The company expects to develop other common weblets to meet market demands. Quicken, camera, and jukebox weblets are among those already developed. Custom weblets can provide access to backoffice systems - for example, uRoam developed a weblet to browse schedules in a physician's database.

Under the covers
uRoam leverages the storage, streaming, and on-line collaboration background of its founders: CEO Michael Herne, VP of Engineering Igor Plotnikov, and CTO Alexander Sokolsky. Since its launch in 1998, uRoam has focused on inventing, proving, and refining the patent-pending technologies needed to make roaming desktop access secure, flexible, and easy-to-use.

These founders identified and addressed security concerns that plague today's road warriors. SSL is an obvious choice for confidentiality of corporate data sent over the Internet, without added client software. But uRoam goes further than most. Not only are the user and desktop authenticated by uRoam, but a shared secret known only to the user is required for desktop access. uRoam does not proxy traffic; the browser and desktop communicate directly. Because nothing is cached at the browser, private data and credentials are never left on a public PC after the session ends.

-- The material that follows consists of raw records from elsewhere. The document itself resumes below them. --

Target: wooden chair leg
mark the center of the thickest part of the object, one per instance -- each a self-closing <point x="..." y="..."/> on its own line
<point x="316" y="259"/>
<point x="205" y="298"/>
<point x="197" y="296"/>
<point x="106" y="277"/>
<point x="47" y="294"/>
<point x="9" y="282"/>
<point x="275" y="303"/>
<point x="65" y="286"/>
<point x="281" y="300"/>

URoam engineers also realized the importance of connection independence. Browsers can connect over wireline or wireless; the uRoam agent adapts content as needed. Desktops can connect to the Internet over any media, including DSL, cable, ISDN, or dial-up. If a dial or ISDN agent is inactive when access is requested, uRoam calls the agent to bring it on-line. As long as the desktop PC is powered on, with a modem to answer incoming calls, uRoam can reach it. uRoam and the desktop authenticate each other, then drop the call. The desktop dials back out to the Internet. uRoam redirects the browser to the desktop's (possibly dynamic) IP address, and an SSL session is established between the desktop and browser. This entire setup took about a minute during Finnerty's demonstration.